[00:00.000 --> 00:18.520]  The next presentation will be by Fabien Choteau.
[00:18.520 --> 00:25.640]  He will give an introduction on formal verification and will learn us how to mathematically prove
[00:25.640 --> 00:36.200]  this error box in your software. Thank you. I need the timer because I have quite a lot
[00:36.200 --> 00:42.960]  of things to say. Hi everyone, I'm Fabien and yet today I want to talk about formal verification,
[00:42.960 --> 00:49.760]  open source formal verification.

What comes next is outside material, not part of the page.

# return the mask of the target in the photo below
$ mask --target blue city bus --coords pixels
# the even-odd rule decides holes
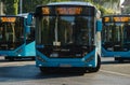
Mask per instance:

First the disclaimer, I'm not an expert in formal verification,
[00:49.760 --> 00:55.680]  but I'm a user of this technology. What I'm an expert at is embedded software, but I
[00:55.680 --> 01:00.560]  use formal verification and I will explain later our work in a company that's developing
[01:00.560 --> 01:08.520]  some formal verification solutions. If we look at what Wikipedia says, formal verification
[01:08.520 --> 01:14.760]  is the act of proving or disproving the correctness of intended algorithms using formal methods
[01:14.760 --> 01:24.880]  of mathematics. So in practice, what does that mean? Let's take a very trivial example.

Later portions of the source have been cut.